New London will share in State Pier revenues under new deal

New London — The city will receive 10 percent of the Connecticut Port Authority's share of the revenue from State Pier, and an annual $75,000 fee to defray the cost of police, fire and other city services.

The agreement was announced Wednesday morning by Gov. Ned Lamont — whose office helped negotiate the deal — and city and state officials at a news conference at a packed City Hall. Earlier in the morning, the port authority's board met and voted to approve the agreement, which guarantees payments to the city for 20 years.

Mayor Michael Passero said the governor delivered on a promise to be a partner with New London, and set the relationship between the port authority and city "on the right path."

"The agreement today is the beginning of the process to correct some historic inequities that were built into that relationship," Passero said. "New London will be receiving additional revenue in recognition of its role as the host city for the State Pier."

The port authority also committed to supporting any proposals to change statute to include the mayor of New London as an ex-officio member of its board, which would guarantee that the city has a seat at the table during future discussions surrounding development of State Pier.

On Jan. 7, the port authority announced a 20-year deal with New Haven port operator Gateway to run State Pier, a state-owned facility. The deal drew immediate criticism from Passero, who said he was disappointed there was no guarantee of funding to the city. He also expressed dismay at being sidelined from the negotiations. The Southeastern Connecticut Council of Governments backed the city's bid for a better deal, sending a letter to Lamont asking him to get involved.

Calling the deal a public-private partnership, Lamont said it's a template for how he'd like to think about development in the state going forward.

Scott Bates, chairman of the port authority's board, said the deal represents "a new day for New London."

"Every day you see a ship come into New London, New London gets a piece of the action from that," Bates said.

The port authority, under the agreement with Gateway, will receive 7 percent of Gateway's gross annual revenues at State Pier, with a minimum annual guarantee of $500,000. That means the city is guaranteed a minimum of $50,000 annually, in addition to the annual $75,000 fee for municipal services.

The fee for services will increase annually based on the Consumer Price Index. The revenue share minimum will increase to $68,750 after five years, and will continue to grow every five years after that.

The minimum is meant to protect the city against a downturn in the economy or decline in activity at the port, Bates said. With increased activity, New London will see more money.

Under its expiring agreement with Logistec, which has managed the pier for two decades, the port authority gets 6.75 percent of the assessable revenue generated from the port. That’s amounted to about $500,000 to $550,000 in recent years.

Gateway will take over operations at State Pier on May 1, under the name Gateway New London LLC.

Matthew Satnick, co-CEO and chairman of Enstructure, Gateway's financial partner, said Gateway has customer-specific, commodity-specific and market-specific ideas for New London's port. The ideas are based upon what the company has built in New Haven, which is the highest-volume commercial shipping port on Long Island Sound. He said the company has customers who are interested in moving to New London but declined to talk specifics at this point.
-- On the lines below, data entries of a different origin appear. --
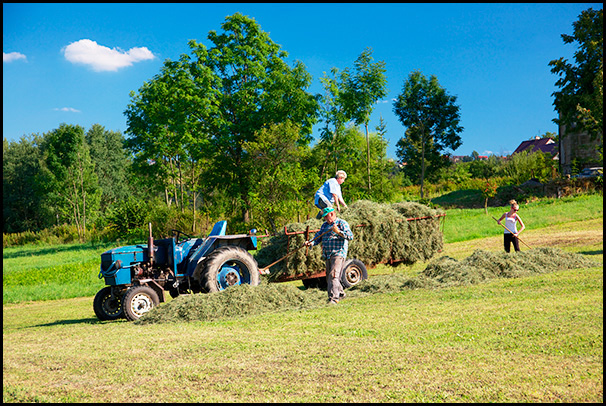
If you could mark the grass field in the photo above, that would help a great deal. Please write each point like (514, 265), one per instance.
(531, 339)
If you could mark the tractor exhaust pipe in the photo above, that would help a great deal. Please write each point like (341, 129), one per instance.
(150, 246)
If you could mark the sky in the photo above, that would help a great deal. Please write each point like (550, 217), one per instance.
(78, 63)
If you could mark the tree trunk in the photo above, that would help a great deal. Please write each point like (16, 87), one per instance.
(367, 154)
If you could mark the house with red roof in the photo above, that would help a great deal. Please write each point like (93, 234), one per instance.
(538, 144)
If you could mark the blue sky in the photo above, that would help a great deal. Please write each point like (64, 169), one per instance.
(77, 63)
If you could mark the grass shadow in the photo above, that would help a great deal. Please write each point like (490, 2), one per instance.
(50, 250)
(88, 320)
(596, 252)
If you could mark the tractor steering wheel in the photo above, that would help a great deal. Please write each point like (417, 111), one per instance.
(179, 233)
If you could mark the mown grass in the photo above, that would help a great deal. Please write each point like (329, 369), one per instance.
(536, 339)
(469, 224)
(529, 339)
(67, 271)
(49, 273)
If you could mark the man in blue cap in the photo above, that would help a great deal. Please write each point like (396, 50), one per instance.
(334, 250)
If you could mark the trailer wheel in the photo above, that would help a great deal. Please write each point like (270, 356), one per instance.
(106, 307)
(354, 271)
(310, 283)
(229, 266)
(138, 300)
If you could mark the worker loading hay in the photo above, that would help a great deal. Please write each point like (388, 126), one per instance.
(384, 233)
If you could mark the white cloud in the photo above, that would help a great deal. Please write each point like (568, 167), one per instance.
(67, 109)
(12, 56)
(101, 58)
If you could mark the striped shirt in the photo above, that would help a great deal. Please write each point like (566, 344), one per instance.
(332, 243)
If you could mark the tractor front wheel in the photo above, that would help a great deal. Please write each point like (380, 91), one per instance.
(107, 307)
(354, 272)
(138, 300)
(229, 266)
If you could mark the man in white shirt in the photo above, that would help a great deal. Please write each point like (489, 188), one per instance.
(329, 193)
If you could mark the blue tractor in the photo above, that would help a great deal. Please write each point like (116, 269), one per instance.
(137, 275)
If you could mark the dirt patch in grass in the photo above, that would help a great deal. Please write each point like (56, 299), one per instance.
(479, 267)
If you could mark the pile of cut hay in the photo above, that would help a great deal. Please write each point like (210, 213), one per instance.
(382, 233)
(236, 301)
(481, 266)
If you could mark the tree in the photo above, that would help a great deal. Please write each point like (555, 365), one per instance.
(579, 100)
(280, 189)
(255, 88)
(431, 118)
(22, 203)
(362, 88)
(333, 116)
(111, 162)
(166, 121)
(70, 177)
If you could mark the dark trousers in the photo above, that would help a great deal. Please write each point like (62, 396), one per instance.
(510, 238)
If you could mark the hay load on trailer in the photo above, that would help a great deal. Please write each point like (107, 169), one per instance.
(383, 233)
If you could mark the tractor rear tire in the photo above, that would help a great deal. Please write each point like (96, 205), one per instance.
(138, 300)
(107, 308)
(228, 266)
(354, 272)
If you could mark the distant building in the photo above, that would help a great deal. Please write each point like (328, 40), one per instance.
(538, 144)
(458, 158)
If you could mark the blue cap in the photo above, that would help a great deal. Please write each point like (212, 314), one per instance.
(326, 211)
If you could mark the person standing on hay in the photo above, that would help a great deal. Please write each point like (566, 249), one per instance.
(334, 250)
(511, 233)
(329, 193)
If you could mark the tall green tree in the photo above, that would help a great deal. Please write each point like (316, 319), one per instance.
(579, 100)
(168, 131)
(72, 186)
(431, 117)
(256, 88)
(280, 192)
(112, 163)
(363, 87)
(21, 202)
(333, 117)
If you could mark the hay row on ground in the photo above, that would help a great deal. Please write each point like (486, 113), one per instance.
(381, 231)
(481, 266)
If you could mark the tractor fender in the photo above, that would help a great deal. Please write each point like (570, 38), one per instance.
(245, 241)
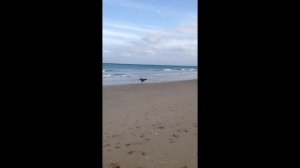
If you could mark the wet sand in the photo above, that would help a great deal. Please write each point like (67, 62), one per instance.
(150, 125)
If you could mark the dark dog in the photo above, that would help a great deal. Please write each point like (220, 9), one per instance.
(142, 79)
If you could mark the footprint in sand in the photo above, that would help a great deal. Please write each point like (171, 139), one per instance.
(171, 140)
(106, 145)
(175, 136)
(114, 165)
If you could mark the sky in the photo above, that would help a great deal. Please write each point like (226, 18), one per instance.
(160, 32)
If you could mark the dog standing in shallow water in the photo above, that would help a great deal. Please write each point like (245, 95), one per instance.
(142, 79)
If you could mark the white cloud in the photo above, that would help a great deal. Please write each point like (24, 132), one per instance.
(151, 46)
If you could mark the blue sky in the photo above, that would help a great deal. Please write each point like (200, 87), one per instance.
(150, 32)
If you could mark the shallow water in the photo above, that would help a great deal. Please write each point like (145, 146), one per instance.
(116, 74)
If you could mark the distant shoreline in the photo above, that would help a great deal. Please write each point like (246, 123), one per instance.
(150, 64)
(149, 83)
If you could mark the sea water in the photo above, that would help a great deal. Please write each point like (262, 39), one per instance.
(118, 74)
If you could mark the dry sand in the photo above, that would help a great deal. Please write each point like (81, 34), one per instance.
(150, 125)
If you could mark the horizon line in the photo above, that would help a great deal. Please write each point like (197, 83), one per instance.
(146, 64)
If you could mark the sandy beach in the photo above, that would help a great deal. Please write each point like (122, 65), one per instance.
(150, 125)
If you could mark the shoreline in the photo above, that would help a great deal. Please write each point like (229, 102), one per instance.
(147, 83)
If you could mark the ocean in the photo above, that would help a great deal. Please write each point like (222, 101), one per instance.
(119, 74)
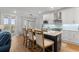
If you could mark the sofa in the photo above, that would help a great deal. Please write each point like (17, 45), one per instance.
(5, 41)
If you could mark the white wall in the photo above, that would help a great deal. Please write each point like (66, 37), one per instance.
(68, 15)
(49, 17)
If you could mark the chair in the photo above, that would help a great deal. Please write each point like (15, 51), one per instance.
(41, 41)
(5, 41)
(31, 38)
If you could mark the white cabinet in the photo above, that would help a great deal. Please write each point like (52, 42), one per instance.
(68, 16)
(49, 17)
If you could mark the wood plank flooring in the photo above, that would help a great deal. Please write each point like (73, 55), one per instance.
(17, 45)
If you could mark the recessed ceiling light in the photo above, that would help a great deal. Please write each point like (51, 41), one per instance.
(14, 11)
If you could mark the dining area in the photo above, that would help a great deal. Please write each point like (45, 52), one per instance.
(43, 40)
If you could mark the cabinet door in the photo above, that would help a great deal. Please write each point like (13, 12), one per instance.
(76, 38)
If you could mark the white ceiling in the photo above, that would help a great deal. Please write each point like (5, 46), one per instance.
(24, 9)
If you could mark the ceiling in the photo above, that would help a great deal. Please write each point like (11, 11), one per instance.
(25, 10)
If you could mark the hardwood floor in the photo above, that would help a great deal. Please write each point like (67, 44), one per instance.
(17, 45)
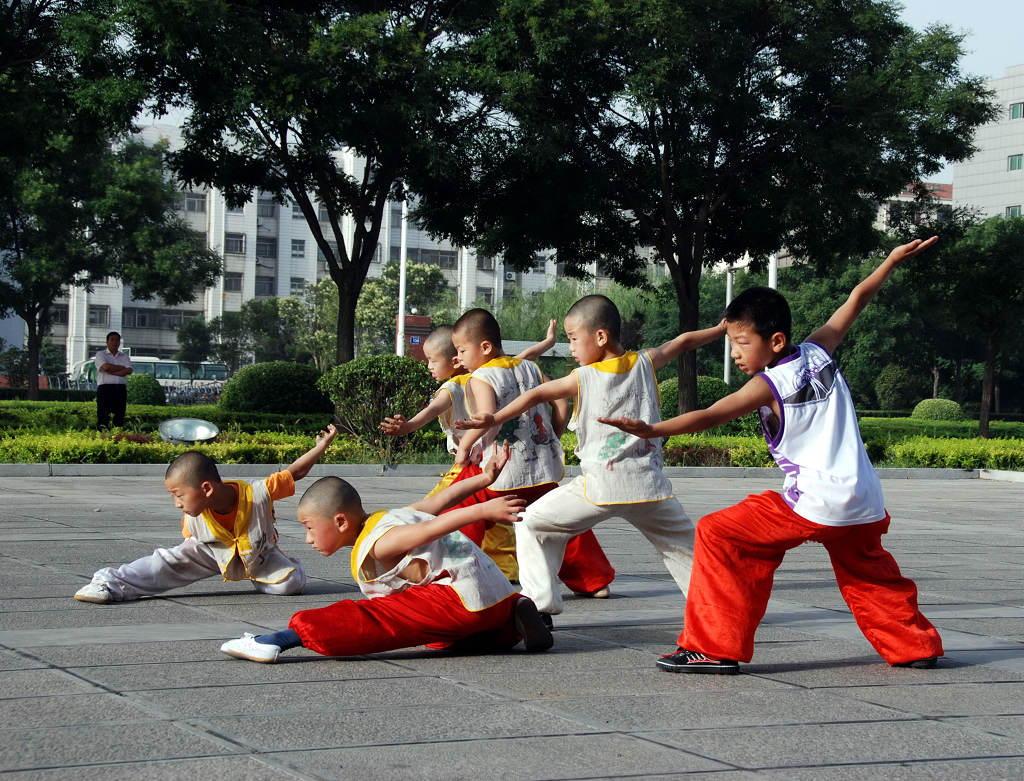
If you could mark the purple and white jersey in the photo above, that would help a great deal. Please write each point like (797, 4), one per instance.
(828, 477)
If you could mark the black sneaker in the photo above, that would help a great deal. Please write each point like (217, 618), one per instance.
(927, 663)
(682, 660)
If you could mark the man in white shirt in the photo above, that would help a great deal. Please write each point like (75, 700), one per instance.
(113, 369)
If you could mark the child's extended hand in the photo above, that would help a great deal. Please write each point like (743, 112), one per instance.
(504, 510)
(478, 421)
(394, 426)
(630, 425)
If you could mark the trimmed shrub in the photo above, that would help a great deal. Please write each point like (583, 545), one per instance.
(143, 389)
(896, 388)
(276, 386)
(938, 409)
(373, 387)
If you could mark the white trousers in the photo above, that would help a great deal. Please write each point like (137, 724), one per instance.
(185, 563)
(550, 522)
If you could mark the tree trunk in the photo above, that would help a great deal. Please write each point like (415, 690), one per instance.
(986, 384)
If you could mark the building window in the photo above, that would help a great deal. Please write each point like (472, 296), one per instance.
(99, 315)
(195, 202)
(266, 247)
(264, 286)
(235, 244)
(232, 283)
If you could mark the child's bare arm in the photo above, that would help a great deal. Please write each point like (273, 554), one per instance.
(301, 466)
(691, 340)
(752, 396)
(398, 425)
(541, 347)
(829, 335)
(399, 540)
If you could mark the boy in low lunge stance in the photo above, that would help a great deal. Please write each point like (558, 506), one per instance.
(426, 581)
(832, 493)
(622, 474)
(227, 527)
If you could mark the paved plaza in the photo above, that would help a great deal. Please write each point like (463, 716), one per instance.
(140, 690)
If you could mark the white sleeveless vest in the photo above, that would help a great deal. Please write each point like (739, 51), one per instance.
(535, 452)
(619, 468)
(828, 477)
(251, 551)
(452, 560)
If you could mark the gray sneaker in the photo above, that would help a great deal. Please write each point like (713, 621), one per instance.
(94, 592)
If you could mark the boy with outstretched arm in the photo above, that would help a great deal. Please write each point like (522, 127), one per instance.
(832, 493)
(449, 404)
(622, 474)
(537, 462)
(426, 582)
(228, 529)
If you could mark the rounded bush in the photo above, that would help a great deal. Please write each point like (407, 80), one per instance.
(938, 409)
(143, 389)
(276, 386)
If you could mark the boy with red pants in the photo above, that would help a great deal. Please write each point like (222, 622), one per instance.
(832, 493)
(427, 583)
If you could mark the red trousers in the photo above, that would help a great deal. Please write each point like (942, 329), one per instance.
(737, 551)
(585, 568)
(421, 614)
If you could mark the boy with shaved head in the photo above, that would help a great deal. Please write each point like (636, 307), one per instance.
(622, 474)
(427, 583)
(227, 528)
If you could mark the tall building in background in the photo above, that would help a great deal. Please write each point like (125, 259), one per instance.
(992, 180)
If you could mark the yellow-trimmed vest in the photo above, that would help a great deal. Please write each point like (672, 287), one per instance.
(249, 552)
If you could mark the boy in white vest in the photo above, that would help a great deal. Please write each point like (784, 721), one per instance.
(537, 462)
(427, 583)
(623, 475)
(449, 404)
(832, 493)
(227, 528)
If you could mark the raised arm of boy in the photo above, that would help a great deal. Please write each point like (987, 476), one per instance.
(301, 466)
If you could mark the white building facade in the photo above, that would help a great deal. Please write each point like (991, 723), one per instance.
(992, 180)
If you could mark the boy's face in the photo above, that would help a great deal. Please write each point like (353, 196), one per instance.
(751, 351)
(587, 346)
(327, 535)
(470, 353)
(192, 500)
(441, 366)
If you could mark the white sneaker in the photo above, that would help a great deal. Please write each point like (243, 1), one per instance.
(246, 647)
(94, 592)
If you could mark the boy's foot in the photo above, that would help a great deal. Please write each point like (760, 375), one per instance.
(246, 647)
(927, 663)
(530, 623)
(683, 660)
(94, 592)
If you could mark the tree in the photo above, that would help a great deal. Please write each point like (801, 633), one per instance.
(426, 292)
(702, 129)
(275, 90)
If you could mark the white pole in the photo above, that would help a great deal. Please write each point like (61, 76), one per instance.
(727, 372)
(399, 337)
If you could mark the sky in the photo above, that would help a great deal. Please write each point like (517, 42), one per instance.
(993, 36)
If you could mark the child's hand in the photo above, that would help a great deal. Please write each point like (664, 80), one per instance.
(394, 426)
(630, 426)
(905, 251)
(478, 421)
(504, 510)
(497, 463)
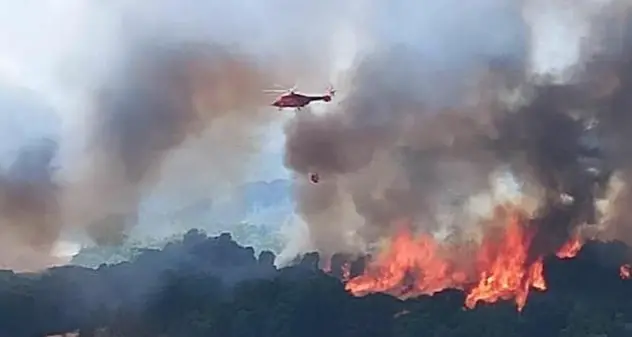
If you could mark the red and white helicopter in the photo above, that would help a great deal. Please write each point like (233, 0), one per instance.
(290, 98)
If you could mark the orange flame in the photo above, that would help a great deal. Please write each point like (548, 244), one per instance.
(419, 265)
(570, 249)
(410, 267)
(625, 271)
(503, 274)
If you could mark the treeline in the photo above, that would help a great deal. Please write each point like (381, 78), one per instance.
(213, 287)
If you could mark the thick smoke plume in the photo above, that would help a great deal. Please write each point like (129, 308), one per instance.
(429, 146)
(162, 97)
(30, 216)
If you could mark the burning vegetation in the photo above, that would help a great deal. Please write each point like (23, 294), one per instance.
(500, 266)
(421, 171)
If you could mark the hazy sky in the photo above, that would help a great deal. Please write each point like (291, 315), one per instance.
(52, 52)
(52, 46)
(59, 49)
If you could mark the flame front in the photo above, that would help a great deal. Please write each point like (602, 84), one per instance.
(570, 249)
(409, 267)
(414, 266)
(504, 272)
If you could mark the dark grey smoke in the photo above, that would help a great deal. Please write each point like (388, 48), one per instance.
(30, 215)
(162, 96)
(413, 144)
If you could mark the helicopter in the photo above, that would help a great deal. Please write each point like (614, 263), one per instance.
(290, 98)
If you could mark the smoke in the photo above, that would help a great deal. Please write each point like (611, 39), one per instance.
(180, 105)
(427, 128)
(30, 217)
(141, 86)
(162, 98)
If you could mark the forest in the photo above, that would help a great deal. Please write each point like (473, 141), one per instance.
(212, 286)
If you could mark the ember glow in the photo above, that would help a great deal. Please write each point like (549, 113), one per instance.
(625, 271)
(417, 265)
(570, 249)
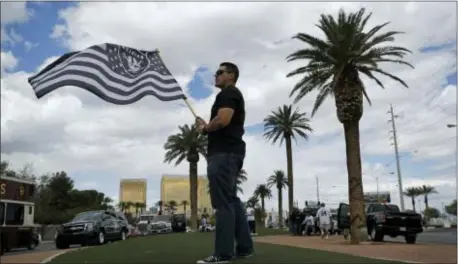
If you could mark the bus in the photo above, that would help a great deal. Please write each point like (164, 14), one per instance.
(17, 214)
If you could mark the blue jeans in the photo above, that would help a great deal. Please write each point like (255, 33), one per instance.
(293, 227)
(231, 221)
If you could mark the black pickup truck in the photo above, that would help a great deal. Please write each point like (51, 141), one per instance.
(385, 220)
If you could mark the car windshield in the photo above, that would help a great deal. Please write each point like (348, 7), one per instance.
(162, 218)
(85, 216)
(147, 217)
(179, 217)
(392, 208)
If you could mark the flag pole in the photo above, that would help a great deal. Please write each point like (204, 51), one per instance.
(190, 107)
(185, 99)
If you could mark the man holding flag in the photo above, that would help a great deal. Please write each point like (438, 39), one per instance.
(226, 153)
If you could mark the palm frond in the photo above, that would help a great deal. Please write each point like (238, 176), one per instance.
(346, 45)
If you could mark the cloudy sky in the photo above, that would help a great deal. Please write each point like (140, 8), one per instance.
(97, 144)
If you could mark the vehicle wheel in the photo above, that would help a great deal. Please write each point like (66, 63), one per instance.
(101, 238)
(32, 244)
(375, 235)
(61, 245)
(123, 235)
(346, 233)
(411, 238)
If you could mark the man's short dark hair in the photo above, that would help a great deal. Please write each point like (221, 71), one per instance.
(231, 68)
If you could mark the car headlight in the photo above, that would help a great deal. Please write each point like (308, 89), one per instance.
(89, 227)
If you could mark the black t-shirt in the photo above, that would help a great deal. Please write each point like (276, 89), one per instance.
(228, 139)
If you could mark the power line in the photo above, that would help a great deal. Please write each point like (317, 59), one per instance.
(396, 152)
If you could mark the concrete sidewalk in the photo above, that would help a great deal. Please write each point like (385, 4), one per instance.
(416, 253)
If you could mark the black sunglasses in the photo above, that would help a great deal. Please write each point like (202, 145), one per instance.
(219, 72)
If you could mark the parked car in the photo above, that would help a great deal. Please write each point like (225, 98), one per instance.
(178, 222)
(92, 227)
(385, 219)
(161, 224)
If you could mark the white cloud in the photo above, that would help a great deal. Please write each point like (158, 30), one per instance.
(8, 62)
(11, 13)
(73, 130)
(29, 45)
(14, 12)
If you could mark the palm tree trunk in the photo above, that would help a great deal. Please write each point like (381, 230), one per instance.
(289, 162)
(193, 193)
(355, 186)
(280, 207)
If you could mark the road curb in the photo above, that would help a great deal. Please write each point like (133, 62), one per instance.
(396, 260)
(49, 259)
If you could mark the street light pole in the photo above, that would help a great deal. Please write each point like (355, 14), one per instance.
(378, 196)
(396, 152)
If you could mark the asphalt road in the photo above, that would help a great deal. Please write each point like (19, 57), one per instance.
(432, 236)
(43, 247)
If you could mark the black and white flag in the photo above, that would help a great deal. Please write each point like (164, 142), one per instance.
(117, 74)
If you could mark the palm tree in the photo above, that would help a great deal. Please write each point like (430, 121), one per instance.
(278, 179)
(172, 205)
(129, 206)
(426, 190)
(241, 178)
(252, 202)
(185, 203)
(122, 206)
(138, 208)
(262, 192)
(160, 204)
(412, 192)
(3, 167)
(187, 144)
(333, 68)
(285, 124)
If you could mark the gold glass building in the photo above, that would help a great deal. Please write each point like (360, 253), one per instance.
(132, 190)
(176, 187)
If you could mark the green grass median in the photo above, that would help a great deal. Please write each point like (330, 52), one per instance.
(190, 247)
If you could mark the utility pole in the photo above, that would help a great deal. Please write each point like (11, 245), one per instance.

The city also will continue to receive funding from the state under the payment in lieu of taxes program for the State Pier property, which totals about 32 acres. Last year, the state paid about $164,750 in PILOT funds for State Pier.

Passero said "most importantly" the agreement promotes the larger goal shared by "all the stakeholders in State Pier": to turn New London's deepwater port into "the offshore wind capital of the Northeast."

New London officials have worked with offshore wind companies Deepwater Wind and later Orsted, which purchased Deepwater, to lay the groundwork for State Pier to become a staging area for offshore wind development. Deepwater Wind developed the five-turbine wind farm off Block Island and is under contract to deliver 300 megawatts of electricity to Connecticut from a wind farm off Martha's Vineyard.

Orsted is not part of Gateway's 20-year contract to operate State Pier, even though company officials spent several months laying out a vision of working with Gateway to help transform State Pier into a world-class offshore wind hub supporting upcoming projects and potentially drawing suppliers and manufacturers to the region.

Lamont said a focus of his administration is on reliable and affordable energy, and reducing the state's carbon footprint.

"Wind power is going to be a significant piece of our future, and New London is at the very front of the line," he said.

Passero, Bates and Lamont agreed that significant additional investment would be needed in State Pier to compete with other ports in the Northeast vying to be staging areas for offshore wind development, but none of the men was willing to say an exact dollar figure.

Gateway has committed $30 million in capital improvements, such as equipment and maintenance at State Pier. The port authority also received $25 million from the state for improvements to the facility. Orsted has committed to keeping Deepwater Wind's pledge to invest at least $15 million in the pier.

Deepwater also has committed funding to New London, pledging an annual $750,000 investment in the city as part of a host community agreement for the length of its stay in New London. Orsted has said it would maintain Deepwater Wind's commitments and plans to open office space in the city as well, but city officials say it remains unclear how long Orsted will stay.

Passero said those discussions are ongoing. Separately, the mayor said he is working closely with Lamont's staff on the Crystal Avenue property that houses a closed high-rise apartment complex, which has been talked about as an area that could be developed in conjunction with port activity, and "the value of that as a port asset."